This is the safe story to tell today: multivector MaxSim candidates and BM25 candidates are both keyed by heap tuple/document, then RRF combines document ranks.
Score-level fusion modes are more limited for multivector hybrid scans. For alpha-stage use, treat document-level RRF as the primary supported path.
Generating multivectors with pg_colbert_llama
A multivector index needs multivectors. You can generate them outside PostgreSQL and insert them, but pgturbohybrid also includes a companion extension: pg_colbert_llama.
The split is intentional:

pg_colbert_llama handles model loading, tokenization, projection, normalization, and embedding policy. pgturbohybrid stays focused on storage, indexing, graph search, MaxSim aggregation, and fusion.
Install the extensions:
CREATE EXTENSION vector; CREATE EXTENSION pgturbohybrid; CREATE EXTENSION pg_colbert_llama;
Generate a query multivector:
SELECT colbert_mv(
'sauerkraut-modern:query',
'What is PostgreSQL?'
);
Generate a document multivector:
SELECT colbert_mv(
'sauerkraut-modern:doc',
'PostgreSQL is an extensible relational database.'
);
The model string uses this shape:
<alias>:query <alias>:doc
The alias resolves to an administrator-installed GGUF file under pg_colbert_llama.model_dir.

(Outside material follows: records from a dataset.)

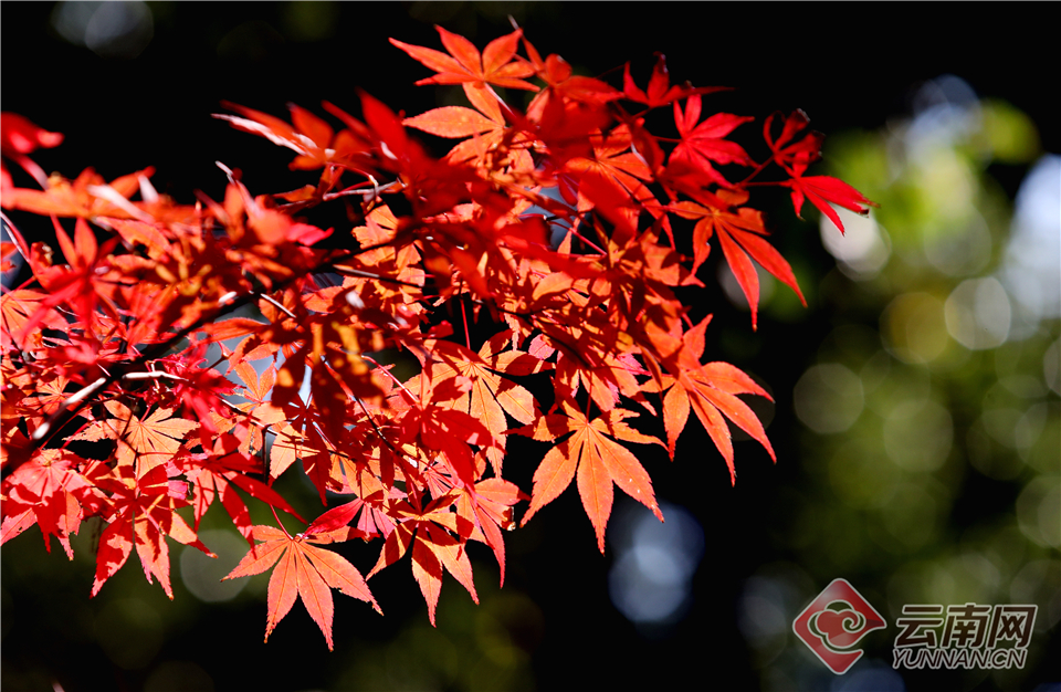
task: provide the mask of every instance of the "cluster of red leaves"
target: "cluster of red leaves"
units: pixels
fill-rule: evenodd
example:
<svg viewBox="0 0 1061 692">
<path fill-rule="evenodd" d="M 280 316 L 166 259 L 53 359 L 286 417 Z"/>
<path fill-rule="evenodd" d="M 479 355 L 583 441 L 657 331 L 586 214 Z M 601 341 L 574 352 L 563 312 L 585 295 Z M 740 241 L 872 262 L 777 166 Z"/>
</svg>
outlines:
<svg viewBox="0 0 1061 692">
<path fill-rule="evenodd" d="M 252 196 L 223 166 L 224 199 L 193 206 L 157 193 L 150 170 L 45 179 L 28 154 L 61 135 L 3 116 L 3 155 L 43 188 L 4 170 L 3 208 L 51 217 L 62 255 L 4 217 L 3 269 L 18 252 L 32 279 L 2 297 L 3 542 L 35 524 L 72 555 L 71 535 L 98 517 L 93 594 L 135 548 L 171 595 L 166 538 L 209 554 L 197 531 L 220 501 L 251 545 L 229 577 L 273 569 L 266 637 L 302 597 L 330 647 L 332 588 L 377 606 L 323 546 L 381 538 L 369 577 L 411 553 L 433 622 L 443 569 L 476 598 L 469 541 L 490 546 L 504 580 L 503 531 L 523 500 L 526 522 L 575 479 L 601 551 L 613 485 L 662 518 L 626 443 L 673 459 L 690 410 L 732 479 L 731 423 L 774 455 L 738 398 L 766 391 L 702 363 L 708 321 L 693 324 L 674 289 L 702 285 L 714 241 L 753 324 L 753 260 L 799 292 L 747 206 L 771 162 L 797 212 L 809 199 L 839 226 L 828 202 L 865 210 L 845 184 L 803 175 L 821 144 L 806 116 L 776 139 L 767 118 L 770 158 L 756 164 L 726 138 L 752 118 L 702 120 L 715 90 L 672 85 L 662 56 L 645 88 L 628 66 L 620 90 L 543 59 L 519 30 L 482 52 L 439 33 L 445 53 L 393 44 L 437 73 L 420 84 L 460 84 L 469 106 L 402 118 L 361 94 L 363 119 L 324 104 L 338 132 L 297 106 L 291 123 L 234 105 L 217 116 L 295 151 L 292 169 L 321 170 L 291 192 Z M 495 87 L 534 95 L 519 109 Z M 670 108 L 677 137 L 650 133 Z M 407 128 L 456 141 L 438 159 Z M 754 170 L 734 182 L 719 166 Z M 305 220 L 336 200 L 353 230 Z M 675 244 L 686 226 L 691 258 Z M 456 307 L 464 339 L 445 318 Z M 477 352 L 469 319 L 496 325 Z M 419 374 L 399 380 L 372 355 L 384 349 L 414 356 Z M 543 373 L 548 408 L 521 384 Z M 665 441 L 628 424 L 632 403 L 662 409 Z M 502 478 L 511 434 L 553 443 L 529 497 Z M 276 511 L 303 520 L 273 482 L 295 461 L 325 506 L 339 502 L 293 536 Z M 253 525 L 245 496 L 276 525 Z"/>
</svg>

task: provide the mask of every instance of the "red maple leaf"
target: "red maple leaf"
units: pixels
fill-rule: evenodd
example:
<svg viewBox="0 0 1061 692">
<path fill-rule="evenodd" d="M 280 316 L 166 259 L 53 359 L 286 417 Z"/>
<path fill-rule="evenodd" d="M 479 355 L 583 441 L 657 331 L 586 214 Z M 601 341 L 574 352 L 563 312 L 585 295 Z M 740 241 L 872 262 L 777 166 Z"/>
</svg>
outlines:
<svg viewBox="0 0 1061 692">
<path fill-rule="evenodd" d="M 616 439 L 619 439 L 642 444 L 660 444 L 655 438 L 641 434 L 623 422 L 626 418 L 637 413 L 611 409 L 590 421 L 567 401 L 561 401 L 560 407 L 564 415 L 550 413 L 534 426 L 510 431 L 548 441 L 555 441 L 569 432 L 575 433 L 549 450 L 534 472 L 530 506 L 523 516 L 522 524 L 526 524 L 538 510 L 556 500 L 570 485 L 576 472 L 578 494 L 597 532 L 597 547 L 601 553 L 605 552 L 605 527 L 611 515 L 612 484 L 652 510 L 655 516 L 663 521 L 649 474 L 630 450 L 616 442 Z"/>
<path fill-rule="evenodd" d="M 354 565 L 337 553 L 313 545 L 332 543 L 334 537 L 326 532 L 318 535 L 312 530 L 313 526 L 307 528 L 306 533 L 292 537 L 280 528 L 254 526 L 251 535 L 261 543 L 253 546 L 224 578 L 249 577 L 275 566 L 269 579 L 265 641 L 269 641 L 270 633 L 301 597 L 309 617 L 324 632 L 328 651 L 332 651 L 332 619 L 335 610 L 332 601 L 333 588 L 370 602 L 380 615 L 382 610 L 369 591 L 361 573 Z"/>
</svg>

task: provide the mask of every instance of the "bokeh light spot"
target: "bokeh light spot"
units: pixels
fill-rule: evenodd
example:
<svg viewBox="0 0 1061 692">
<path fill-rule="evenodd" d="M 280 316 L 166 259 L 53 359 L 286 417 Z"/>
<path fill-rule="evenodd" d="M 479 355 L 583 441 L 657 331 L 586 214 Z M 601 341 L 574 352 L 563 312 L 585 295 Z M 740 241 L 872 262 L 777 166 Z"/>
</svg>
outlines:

Ingest with local embeddings
A practical table for ColBERT-style passage retrieval might look like this:
CREATE TABLE passages (
id bigserial PRIMARY KEY,
doc_id bigint NOT NULL,
chunk_no int NOT NULL,
body text NOT NULL,
body_tsv tsvector GENERATED ALWAYS AS (
to_tsvector('simple', body)
) STORED,
colbert turbohybrid_multivector NOT NULL
);
Ingest should be explicit rather than a generated column, because model output depends on model bytes, extension version, llama.cpp version, hardware/backend settings, prefixes, and tokenization settings:
INSERT INTO passages (doc_id, chunk_no, body, colbert)
SELECT
doc_id,
chunk_no,
body,
colbert_mv('sauerkraut-modern:doc', body)
FROM staging_passages;
Build a hybrid index:
CREATE INDEX passages_colbert_hybrid_idx
ON passages
USING turbohybrid (
colbert multivector_maxsim_ip_turbohybrid_ops,
body_tsv bm25_tsvector_turbohybrid_ops
);
Search with local query embedding and BM25 RRF:
SELECT id, doc_id, chunk_no, body
FROM passages
ORDER BY colbert <~> turbohybrid_query(
multivector_query => colbert_mv('sauerkraut-modern:query', $1),
text_query => websearch_to_tsquery('simple', $1),
fusion => 'rrf',
dense_k => 300,
bm25_k => 300,
final_k => 20
)
LIMIT 20;
This query contains a lot of machinery in one SQL expression:
text query -> local query multivector -> multivector MaxSim candidate search -> BM25 candidate search -> document-level RRF -> PostgreSQL rows
What the embedding engine does internally
pg_colbert_llama exposes several functions:
colbert(model text, input text) RETURNS jsonb colbert_vectors(model text, input text) RETURNS vector[] colbert_float4(model text, input text) RETURNS real[] colbert_dim(model text, input text) RETURNS int4 colbert_mv(model text, input text) RETURNS turbohybrid_multivector colbert_model_info(model text) RETURNS jsonb
The colbert_mv(...) path is the convenient one for pgturbohybrid indexing.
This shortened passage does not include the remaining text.